Well not exactly. As much as many of us would like to hear that phrase, a recent supreme court ruling on the matter won't give rise to wild celebrations in the streets. However, what the supreme court ruled this past week has made it somewhat easier for people who cannot repay their student loans to receive bankruptcy protection.
The facts of the case involved Francisco Espinosa, an airline ramp agent who took out student loans in 1988 and 1989 for a total of $13,250 in order to attend a trade school. Four years later, he filed for bankruptcy protection, proposing to repay the principal over five years without interest.
So far so good, but here comes the wrinkle. Neither Francisco nor the Judge followed the procedures required by the law. Chapter 13 of the bankruptcy code allows for student loans to be discharged only if the bankruptcy judge finds that the repayment would impose an "undue hardship." But the judge in this case did not make such a finding. Francisco did his part by failing to notify the lender by service of summons and complaint. Things get interesting because the lender was aware of what was going on and had notice of the proceeding, and they did not object or appeal what the court was doing.
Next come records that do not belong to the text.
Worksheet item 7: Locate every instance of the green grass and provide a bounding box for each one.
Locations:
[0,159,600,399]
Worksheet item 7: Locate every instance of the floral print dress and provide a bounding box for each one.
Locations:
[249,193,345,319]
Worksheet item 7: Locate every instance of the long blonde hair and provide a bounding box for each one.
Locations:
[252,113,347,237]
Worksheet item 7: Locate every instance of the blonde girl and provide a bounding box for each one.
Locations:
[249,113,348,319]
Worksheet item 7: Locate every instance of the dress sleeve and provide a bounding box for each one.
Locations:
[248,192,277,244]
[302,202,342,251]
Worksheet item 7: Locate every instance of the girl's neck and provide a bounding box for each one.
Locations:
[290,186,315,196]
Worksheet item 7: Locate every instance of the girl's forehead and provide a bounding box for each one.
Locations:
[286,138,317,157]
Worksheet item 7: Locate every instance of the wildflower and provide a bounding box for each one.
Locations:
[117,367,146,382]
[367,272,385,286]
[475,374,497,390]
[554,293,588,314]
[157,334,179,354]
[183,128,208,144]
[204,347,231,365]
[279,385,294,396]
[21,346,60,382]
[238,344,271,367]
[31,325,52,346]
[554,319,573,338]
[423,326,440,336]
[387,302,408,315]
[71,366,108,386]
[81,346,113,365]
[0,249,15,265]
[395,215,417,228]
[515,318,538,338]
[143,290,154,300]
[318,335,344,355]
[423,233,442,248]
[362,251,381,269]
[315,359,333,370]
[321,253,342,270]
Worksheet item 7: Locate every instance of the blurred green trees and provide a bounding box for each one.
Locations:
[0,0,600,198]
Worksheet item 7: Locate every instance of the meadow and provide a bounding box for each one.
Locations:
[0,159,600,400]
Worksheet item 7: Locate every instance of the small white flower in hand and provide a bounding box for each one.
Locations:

Francisco finished paying the principal in 1997 and the bankruptcy court then discharged the interest he owed. After all of this the lender then tried to re-open the case. The lender and much of the student loan industry argued that upholding the lower courts ruling would open the flood gates of allowing people to avoiding paying their debts.
The court did not agree and ruled on a narrow ground that the lender had notice and waited too long to appeal. So the real question is what happens from this point forward and how much easier it will be to get bankruptcy protection for the repayment of student loans? The feeling right now among many is that this case will not be a game changer, especially if its to be read narrowly as the court has expressed.